The news was first reported by the Moravian Regional Library of Brno. That institution is also now linked to the great author’s legacy after back in April of this year, he decided to transfer his own personal archive consisting of some 4000 books and 25 boxes of handwritten notes.
The donation served as the basis of the creation of the Milan Kundera Library, which is part of the Moravian Library of Brno. And the city was chosen as the host of this important legacy because it was the birthplace of Mr Kundera.
Milan Kundera was born in the Moravian region’s main city – Brno – in 1929 in the family of a musicologist. graduated from the Grammar School in his hometown, after which he went to study in Prague. He then became famous in the Czech capital as a writer, with his first novel The Joke being made into a movie only two years after it was first published (1969).
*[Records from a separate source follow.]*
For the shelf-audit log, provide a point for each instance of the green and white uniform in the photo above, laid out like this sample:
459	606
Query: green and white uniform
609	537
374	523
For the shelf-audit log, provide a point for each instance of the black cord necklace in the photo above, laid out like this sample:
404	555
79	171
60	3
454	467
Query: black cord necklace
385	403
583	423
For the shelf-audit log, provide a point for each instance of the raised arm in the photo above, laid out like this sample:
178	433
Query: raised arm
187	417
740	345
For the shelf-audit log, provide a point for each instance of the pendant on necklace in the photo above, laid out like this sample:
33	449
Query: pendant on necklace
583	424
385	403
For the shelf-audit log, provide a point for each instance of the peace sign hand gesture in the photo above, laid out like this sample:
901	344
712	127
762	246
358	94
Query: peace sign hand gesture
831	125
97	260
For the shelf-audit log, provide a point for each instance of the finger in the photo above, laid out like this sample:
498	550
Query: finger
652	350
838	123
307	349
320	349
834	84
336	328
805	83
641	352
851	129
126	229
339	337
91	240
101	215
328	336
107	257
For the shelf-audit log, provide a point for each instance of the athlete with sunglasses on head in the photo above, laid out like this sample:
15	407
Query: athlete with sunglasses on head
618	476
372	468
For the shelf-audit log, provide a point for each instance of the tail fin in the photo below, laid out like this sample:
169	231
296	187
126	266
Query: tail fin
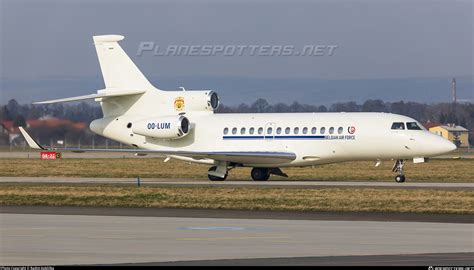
117	68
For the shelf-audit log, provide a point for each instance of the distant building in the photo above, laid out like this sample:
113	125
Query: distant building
457	134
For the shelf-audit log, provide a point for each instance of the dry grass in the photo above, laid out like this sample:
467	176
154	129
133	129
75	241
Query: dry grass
326	199
434	171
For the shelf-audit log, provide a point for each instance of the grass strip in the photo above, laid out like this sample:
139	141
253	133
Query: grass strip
324	199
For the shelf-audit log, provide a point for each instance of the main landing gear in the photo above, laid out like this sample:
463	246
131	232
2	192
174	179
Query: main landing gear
260	174
398	168
211	174
220	172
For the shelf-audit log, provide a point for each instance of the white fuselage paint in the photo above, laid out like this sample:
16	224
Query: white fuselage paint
371	139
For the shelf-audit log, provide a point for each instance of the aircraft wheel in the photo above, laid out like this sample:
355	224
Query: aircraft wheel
260	174
400	178
215	178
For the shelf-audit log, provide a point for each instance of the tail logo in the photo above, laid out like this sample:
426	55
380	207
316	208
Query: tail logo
179	103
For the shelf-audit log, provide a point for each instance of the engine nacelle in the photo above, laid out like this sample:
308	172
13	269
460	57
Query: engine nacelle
163	127
187	101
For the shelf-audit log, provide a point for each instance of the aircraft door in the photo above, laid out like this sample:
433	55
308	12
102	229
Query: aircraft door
269	132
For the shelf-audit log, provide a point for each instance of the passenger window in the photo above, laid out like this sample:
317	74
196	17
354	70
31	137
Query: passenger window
398	126
413	126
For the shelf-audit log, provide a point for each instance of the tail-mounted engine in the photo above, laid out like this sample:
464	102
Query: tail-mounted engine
163	127
187	101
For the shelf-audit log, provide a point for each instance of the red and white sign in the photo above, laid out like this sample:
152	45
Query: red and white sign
50	155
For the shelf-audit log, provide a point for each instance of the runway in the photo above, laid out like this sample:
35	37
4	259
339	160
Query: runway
241	183
52	239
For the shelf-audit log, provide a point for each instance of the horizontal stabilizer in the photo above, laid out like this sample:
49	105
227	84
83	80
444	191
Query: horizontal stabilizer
100	94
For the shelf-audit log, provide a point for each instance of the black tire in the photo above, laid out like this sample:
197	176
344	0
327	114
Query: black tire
215	178
400	178
260	174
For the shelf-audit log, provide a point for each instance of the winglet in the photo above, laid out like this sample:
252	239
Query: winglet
32	143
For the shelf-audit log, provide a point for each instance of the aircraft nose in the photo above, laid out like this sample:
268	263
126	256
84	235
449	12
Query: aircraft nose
446	146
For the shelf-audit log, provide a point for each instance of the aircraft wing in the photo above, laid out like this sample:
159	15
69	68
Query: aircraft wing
260	157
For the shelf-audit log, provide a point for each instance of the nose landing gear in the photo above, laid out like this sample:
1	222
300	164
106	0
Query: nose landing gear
398	168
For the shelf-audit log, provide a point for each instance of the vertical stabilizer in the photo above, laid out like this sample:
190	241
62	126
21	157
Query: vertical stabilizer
118	70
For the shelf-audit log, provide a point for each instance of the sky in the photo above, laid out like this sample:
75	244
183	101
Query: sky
47	43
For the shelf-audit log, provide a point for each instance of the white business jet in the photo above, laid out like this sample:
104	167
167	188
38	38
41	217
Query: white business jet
182	125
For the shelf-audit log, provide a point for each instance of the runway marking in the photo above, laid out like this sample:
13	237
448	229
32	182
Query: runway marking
232	238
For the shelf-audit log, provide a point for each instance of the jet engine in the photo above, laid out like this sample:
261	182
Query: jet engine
163	127
188	101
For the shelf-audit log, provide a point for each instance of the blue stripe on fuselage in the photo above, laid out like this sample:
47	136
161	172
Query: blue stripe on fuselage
271	137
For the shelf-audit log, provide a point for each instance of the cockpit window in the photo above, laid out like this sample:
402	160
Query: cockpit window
398	126
413	126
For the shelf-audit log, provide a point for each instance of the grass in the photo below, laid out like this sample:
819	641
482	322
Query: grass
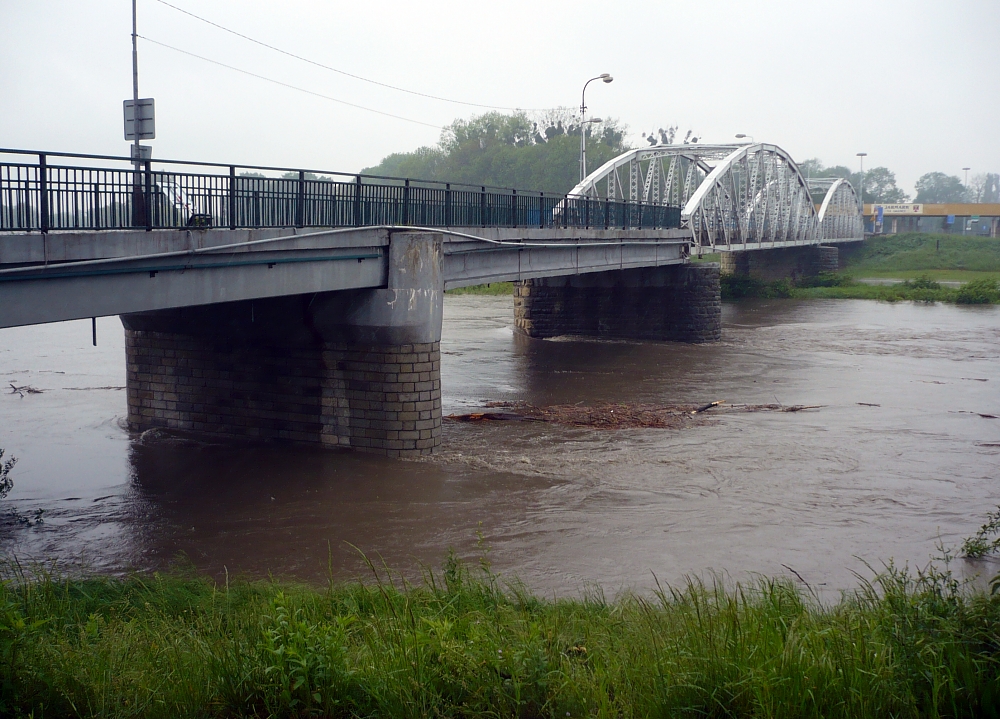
494	288
922	288
906	254
462	644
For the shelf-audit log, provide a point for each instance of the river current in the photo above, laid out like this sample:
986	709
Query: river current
902	455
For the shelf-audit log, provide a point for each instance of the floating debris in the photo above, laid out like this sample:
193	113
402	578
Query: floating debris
24	389
619	415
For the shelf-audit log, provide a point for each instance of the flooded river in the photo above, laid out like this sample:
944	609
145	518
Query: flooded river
898	457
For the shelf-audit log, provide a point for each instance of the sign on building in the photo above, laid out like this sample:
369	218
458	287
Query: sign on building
902	209
146	119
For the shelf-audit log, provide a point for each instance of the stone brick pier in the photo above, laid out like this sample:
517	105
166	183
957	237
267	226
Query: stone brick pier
359	369
781	263
678	302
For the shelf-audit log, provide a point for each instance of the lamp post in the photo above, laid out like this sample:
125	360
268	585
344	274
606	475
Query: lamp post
583	122
862	155
966	170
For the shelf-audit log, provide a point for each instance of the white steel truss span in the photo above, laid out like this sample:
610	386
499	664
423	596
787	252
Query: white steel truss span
840	213
733	197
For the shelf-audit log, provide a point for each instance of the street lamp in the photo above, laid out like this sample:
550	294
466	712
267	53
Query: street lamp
862	155
583	122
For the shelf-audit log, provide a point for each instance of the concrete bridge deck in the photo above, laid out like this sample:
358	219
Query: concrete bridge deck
309	310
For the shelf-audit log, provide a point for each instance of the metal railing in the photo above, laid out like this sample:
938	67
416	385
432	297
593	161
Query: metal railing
38	195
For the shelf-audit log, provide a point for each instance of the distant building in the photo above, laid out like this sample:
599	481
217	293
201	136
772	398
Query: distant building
982	220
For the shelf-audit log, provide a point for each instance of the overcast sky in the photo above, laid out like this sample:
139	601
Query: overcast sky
914	83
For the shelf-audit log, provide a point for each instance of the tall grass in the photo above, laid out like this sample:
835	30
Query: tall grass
465	644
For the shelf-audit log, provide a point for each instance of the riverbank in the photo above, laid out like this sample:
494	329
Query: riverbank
464	643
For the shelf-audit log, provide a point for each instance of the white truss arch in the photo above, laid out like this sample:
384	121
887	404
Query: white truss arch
840	214
733	197
756	196
663	174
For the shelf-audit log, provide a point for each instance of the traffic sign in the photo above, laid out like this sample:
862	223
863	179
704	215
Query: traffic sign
147	119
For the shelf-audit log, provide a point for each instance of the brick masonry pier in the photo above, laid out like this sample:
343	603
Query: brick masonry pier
379	398
678	302
781	263
356	368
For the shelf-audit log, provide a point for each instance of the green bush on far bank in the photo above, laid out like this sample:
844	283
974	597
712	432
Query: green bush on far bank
494	288
464	645
916	252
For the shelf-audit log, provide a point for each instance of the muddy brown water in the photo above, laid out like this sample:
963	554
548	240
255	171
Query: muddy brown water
566	509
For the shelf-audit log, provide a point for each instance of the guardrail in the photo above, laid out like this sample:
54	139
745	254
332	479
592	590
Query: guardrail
39	195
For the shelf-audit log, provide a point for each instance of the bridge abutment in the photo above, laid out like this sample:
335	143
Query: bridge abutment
781	262
358	369
677	302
In light of the Prague Spring events at the time and the brief political liberalization, which was quashed by the Communist bloc armies, he became famous as a critic of the totalitarian regime in Czechoslovakia.
This eventually led to his exile in France and to his being stripped of Czechoslovakian citizenship in 1979 (he regained Czech citizenship only in 2019). His fame only grew after his exile reaching a peak in the 1980s when his novel The Unbearable Lightness of Being was made into a film starring Daniel Day-Lewis and Juliette Binoche (in 1988).
Kundera was the recipient of the City of Brno Prize for 2004 and in 2009 he was awarded honorary citizenship of the city in recognition of his lifelong work.
In cooperation between the Moravian Regional Library and the city of Brno, a memorial place with a condolence book was created in the Milan Kundera Library, where people can come to express their condolences. Entry will also be allowed to people without a reader's card.